As powerful Hurricane Rita barrels toward the Texas and Louisiana coasts, about 25 employees of Houston-based Web hosting vendor EV1Servers.net are hunkered down inside the company's offices and two data centers, ready to ride out the storm and maintain services for their customers.
Since early this week, the company has been making storm preparations, from bringing in a redundant backup emergency generator to sending nonessential workers to join the evacuations ordered by the city.
This time, many tech businesses are better prepared than in 2001, when Tropical Storm Allison inundated Houston with torrential rain in early June 2001, flooding much of the downtown.
Robert Marsh, CEO of EV1Servers.net, said lessons learned from Allison four years ago included relocating essential electronic equipment to higher floors from basements, where critical communications and IT equipment was swamped during Allison. "There was certainly a lot of that going around" at the time, he said.
EV1 is a managed Web hosting company that owns and manages some 25,000 hosted servers for business customers. A separate division provides Internet access for about 300,000 customers.
To get ready for Rita, EV1 sent seven Web technicians to a hotel in Wichita. The technicians, who handle customer trouble tickets, will be in an emergency call center established to help customers after the storm passes. The workers were sent to Kansas in a chartered jet early Thursday.
In Houston, EV1's 25,000 servers are located in two data centers housed in concrete buildings designed to sustain Category 4 storms, he said. "We have absolute confidence in our facilities," Marsh said. "But it becomes a little dicey when you look at the transport backbone to the Internet," which could be disrupted by downed lines and other storm-related problems.
For that reason, EV1 has redundant services with seven bandwidth providers using 28 separate 1-Gigabit links. "We have the ability with at least one of those carriers to provision new service" if needed within hours, not days, he said. "If we lose one provider, if we lose two providers, we're probably still in good shape. If we lose four carriers, then we'd have a problem."

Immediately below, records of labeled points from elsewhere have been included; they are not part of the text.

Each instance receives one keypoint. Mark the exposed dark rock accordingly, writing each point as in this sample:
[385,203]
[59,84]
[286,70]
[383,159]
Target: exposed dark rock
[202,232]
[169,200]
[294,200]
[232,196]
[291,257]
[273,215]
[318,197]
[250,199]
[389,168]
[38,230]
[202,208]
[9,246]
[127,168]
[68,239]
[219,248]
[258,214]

The company hosts more than 1 million Web sites on its servers.
Inside its data centers, the company has many spare parts on hand, including IT equipment and parts for the building's air conditioning, electrical and other systems, he said. Also standing by in case they are needed are an air-conditioning specialist and an electrical specialist. In addition to emergency generators, the buildings have 10,000-gallon supplies of fuel, and standing deliveries of additional fuel from nearby fuel depots if needed.
Flooding is not a concern, Marsh said, because even the 36 inches of rain dumped by Allison never caused water to threaten the buildings.
As for the EV1 personnel riding out the storm, cots, blankets and other essentials have been gathered for them, and for some of their family members who were not able to evacuate. Employees were allowed to park their personal vehicles in the company's warehouse to protect them from damage.
Marsh, who will ride out the storm with his employees, said he has already received offers of poststorm help from competing Web hosting companies in Dallas and New Orleans.